Behavior & Discipline

Why Is My Toddler Raging All the Time? An Expert Explains

Source: Canva
Source: Canva

On the brink of turning 3 years old, my daughter is newly obsessed with volcanoes—so much so that nearly every play scenario she dreams up now involves molten lava. It’s such a fitting fixation too, because in the last few months, she’s become something of a volcano herself. By this, I mean that she erupts into angry sobs frequently.

I am not new to toddler tantrums. As a mom of two, I’ve dealt with my fair share of tear-streaked faces and public meltdowns, but this instantly summoned rage feels like something else entirely. Because I know I’m not alone in this, I brought in a toddler expert to help make sense of these emotional explosions. Together, we created a guide to understanding and easing my toddler’s waves of anger. 


What’s Going On

Emily Patillo, a developmental therapist in Michigan, assured me that tantrums—and the fires of anger they stoke—can be a normal part of a toddler’s development. She stressed that to navigate them, parents and caregivers need to first understand what emotions lie beneath.

“It’s important to try and understand why a child is feeling so angry in that moment,” she said. “Maybe they’re upset about leaving the park or they’re frustrated that they don’t have the words to communicate their needs. Whatever the case, determining a trigger goes a long way toward helping your toddler learn to understand and deal with their emotions.”

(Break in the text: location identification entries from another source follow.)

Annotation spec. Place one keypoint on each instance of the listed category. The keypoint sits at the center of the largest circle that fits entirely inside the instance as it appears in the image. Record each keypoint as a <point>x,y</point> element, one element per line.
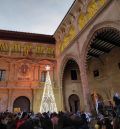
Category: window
<point>2,75</point>
<point>96,73</point>
<point>73,75</point>
<point>43,76</point>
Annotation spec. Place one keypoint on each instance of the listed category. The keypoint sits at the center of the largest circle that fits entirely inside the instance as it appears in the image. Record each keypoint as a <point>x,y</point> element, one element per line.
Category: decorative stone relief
<point>3,103</point>
<point>87,10</point>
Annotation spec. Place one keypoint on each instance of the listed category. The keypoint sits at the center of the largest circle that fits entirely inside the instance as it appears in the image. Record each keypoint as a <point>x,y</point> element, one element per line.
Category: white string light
<point>48,101</point>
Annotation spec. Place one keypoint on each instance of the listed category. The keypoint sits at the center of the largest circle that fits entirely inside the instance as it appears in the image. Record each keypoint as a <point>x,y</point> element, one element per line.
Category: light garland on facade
<point>48,100</point>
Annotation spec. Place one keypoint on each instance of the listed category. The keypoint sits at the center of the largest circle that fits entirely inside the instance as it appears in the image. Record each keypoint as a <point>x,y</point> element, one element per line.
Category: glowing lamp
<point>47,67</point>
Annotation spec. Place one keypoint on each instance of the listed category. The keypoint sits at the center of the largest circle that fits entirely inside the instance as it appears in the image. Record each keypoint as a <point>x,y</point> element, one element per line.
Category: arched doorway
<point>23,103</point>
<point>71,83</point>
<point>103,69</point>
<point>74,103</point>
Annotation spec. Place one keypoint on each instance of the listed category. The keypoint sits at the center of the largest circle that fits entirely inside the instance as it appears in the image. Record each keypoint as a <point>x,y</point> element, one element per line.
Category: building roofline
<point>65,16</point>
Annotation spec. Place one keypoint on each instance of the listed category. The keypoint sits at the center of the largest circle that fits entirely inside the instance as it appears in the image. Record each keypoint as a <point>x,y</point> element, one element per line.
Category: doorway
<point>74,103</point>
<point>22,103</point>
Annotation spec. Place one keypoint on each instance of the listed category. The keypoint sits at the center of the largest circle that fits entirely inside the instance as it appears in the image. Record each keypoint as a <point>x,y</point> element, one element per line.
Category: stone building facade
<point>84,58</point>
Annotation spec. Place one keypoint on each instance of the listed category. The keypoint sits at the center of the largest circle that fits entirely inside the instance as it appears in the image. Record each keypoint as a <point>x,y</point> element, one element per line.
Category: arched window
<point>43,76</point>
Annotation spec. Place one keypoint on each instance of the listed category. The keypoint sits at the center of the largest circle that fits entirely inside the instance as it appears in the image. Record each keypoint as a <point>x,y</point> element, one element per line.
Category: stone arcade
<point>83,55</point>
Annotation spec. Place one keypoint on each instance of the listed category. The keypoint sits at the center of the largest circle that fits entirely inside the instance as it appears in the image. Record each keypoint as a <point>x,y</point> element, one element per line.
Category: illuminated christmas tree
<point>48,101</point>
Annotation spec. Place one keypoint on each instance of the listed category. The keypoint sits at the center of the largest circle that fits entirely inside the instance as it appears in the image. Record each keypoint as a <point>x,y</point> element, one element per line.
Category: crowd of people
<point>106,118</point>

I’ll admit that reminding myself there’s a more vulnerable emotion at play beneath these outbursts broadens my capacity for empathy. Instead of focusing on my daughter’s balled fists and gritted teeth, examining the situation with a detective’s eye, as Patillo recommended, helps bring everyone back down to a simmer. From there, I can problem solve and determine a better course for side-stepping the issue going forward.



When Everything Is a Trigger

When I mentioned to Patillo that my daughter seems to fly off the handle at a new trigger every day, she was quick to offer a simple solution: Stick to a routine. “Routines help a child feel safe and secure, and toddlers thrive on the predictable,” she said. In these dog days of summer, when we’ve intentionally aimed for a slower, less structured pace, Patillo’s recommendation came as a wake-up call.

There have been many days this season when my little ones have stayed in pajamas, eaten brunch instead of a proper breakfast, and stayed up well past their bedtime. I appreciated the nudge to get back on track, knowing that flying by the seat of my pants may feel fine to me, but it’s disruptive and confusing for my order-loving toddler.


How to Manage Your Toddler’s Anger

Patillo advised that any teaching moment should happen when everyone is feeling calm and regulated. She encouraged parents and caregivers to use this time to help toddlers understand the big emotions they can’t yet wrap their heads around.

“As the adult, model simple, labeling throughout the day such as, ‘I’m feeling so frustrated that I spilled my cereal,’” she said. “You want your kid to normalize this language so they can start labeling their own emotions.” By doing this, you’re not only preparing them to better understand waves of big emotions, but you’re also teaching them that everyone deals with feelings and that there’s a more comfortable—less explosive—way to process them.


Create a ‘Toolkit’

One of the most useful and impactful things we can do for our toddlers is empower them with self-regulating practices to reach for in times of need. For our pre-readers, Patillo suggested creating a visual chart to depict each calming strategy and keeping it in a place your child can regularly see.


One of the most useful and impactful things we can do for our toddlers is empower them with self-regulating practices to reach for in times of need.


Some of the strategies Patillo suggested include the following:

  • Take a deep breath
  • Ask for help
  • Squeeze a pillow
  • Get a drink of water

When it comes to making these stick, don’t underestimate the power of modeling. Patillo reminded me that our actions are our children’s greatest teachers—for better or worse. If they can see us making good use of their coping strategies, they’ll be more likely to follow through on them too.



The Takeaway

“Really, the best thing you can do is be patient with your toddler and help them understand feelings are real,” Patillo said. “Remember that a toddler testing boundaries and pushing limits (often going hand-in-hand with tantrum behaviors and big feelings) is normal and something we want to see in development. It actually signifies growth in cognition and a developmental gain.”